少女機械人形コーパス 第二幕
東堂
「…まさ…か…。」
???
<<お兄ちゃぁんっ!>>
東堂
「その…声……!」
???
<<お兄ちゃぁんっ!なんなのこれぇ…怖いよー!>>
東堂
「そんな…まさか…皆…純…なの…か…。
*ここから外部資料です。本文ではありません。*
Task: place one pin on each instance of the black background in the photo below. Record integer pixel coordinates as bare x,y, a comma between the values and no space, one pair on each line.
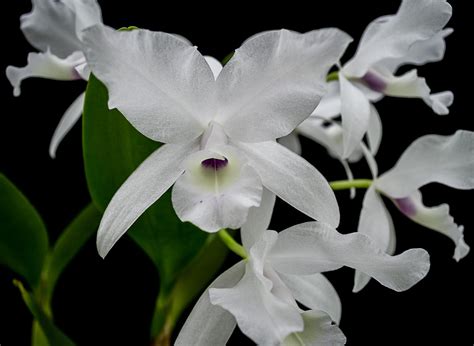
111,301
」
皆・純
<<お兄ちゃぁん!うわぁあぁぁん!>>
東堂
「約束が違う!」
激高しコクピット内に拳を振り下ろす。
ガゥンガゥンガゥンッ!<SE>
コクピット内を叩く音が辺りを支配する。
東堂
「くっそぉぉぉぉ!」
東堂
「俺は…俺は何のために…今まで!」
皆・純
<<お兄ちゃん?>>
東堂
「っ!」
絶望する東堂の目前にヴィロネカートが迫っていた。
『楔の悪魔』の腹部から生まれたそのヴィロネカートは、頭部の肥大した人間のような姿だった。
ただ、その両手は備わっていなかったが。
東堂
「チクショウッ!」
咄嗟にその身を反転しヴィロネカートとの距離を取る。
肥大したヴィロネカートの頭部の中に尾ヶ崎の知性が詰まっているような気さえして、吐き気が起こる。
東堂
「ノーダメージだ!」
それでも彼は自分に言い聞かせるかのように吐き捨て、力強くモビリスレバーを押しだした。
東堂
「ノーダメージで終わらせてやる!」
言うなり刀を水平に掲げ、ヴィロネカートとの距離を縮める。
ドゥンドゥンドゥンッ<SEロボ走音>
皆・純
<<お兄ちゃん?>>
妹達の声が脳に響く。
東堂
(死のうとしていた俺が…傷一つなく戦闘を終えようとしているなんて…)
東堂
(なんてザマだ!)
皆・純
<<お兄ちゃん!>>
東堂
「大丈夫だ、皆、純。」
言い聞かせるように、だが優しく言い放つとデーケルターレの腕は風を薙ぎ、素早くヴィロネカートを一閃した。
ブシュゥゥゥウッ!<SE>
派手な血しぶきを上げヴィロネカートは大きく体制を崩した。